Kenley Jansen had faced Buster Posey 25 times over the last decade or so before Monday night, the Dodgers’ closer giving up eight hits — none for extra bases — for a .320 batting average, striking him out six times and walking him three times.
But Jansen had a new wrinkle for Posey in the ninth inning of the Dodgers’ 3-2 victory over the Giants on Monday night, the cut-fastball specialist throwing the three-time World Series champion and 2012 National League most valuable player three straight sliders.
Posey took the first two pitches, both of them 83 mph, for strikes and waved through the third one, an 86-mph breaking ball, for the second out of the inning. Jansen then got Alex Dickerson to ground out to second to nail down his 19th save and the Dodgers’ fourth straight win.
“I don’t think I’ve seen that,” Dodgers manager Dave Roberts said when asked whether he’d ever seen Jansen strike out a batter with three straight sliders. “I know [the slider] has been a work in progress. He continues to gain confidence in it.

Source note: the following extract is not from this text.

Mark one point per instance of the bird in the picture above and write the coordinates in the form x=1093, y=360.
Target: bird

“When you talk about history, you have to figure out different ways to get great hitters out, and Buster is a great hitter. It was just a great sequence, and the next time they face each other, he’ll have to figure out what he’s gonna do. That’s the fun part about the game within the game. It’s a credit to Kenley.”
Jansen is now 0-2 with a 1.42 earned-run average in this bounce-back season, with 35 strikeouts and 19 walks in 31-2/3 innings. He has been dominant in June, throwing 9-1/3 scoreless innings across 10 games, striking out eight, walking three, limiting opponents to a .129 batting average (four for 31) and recording seven saves.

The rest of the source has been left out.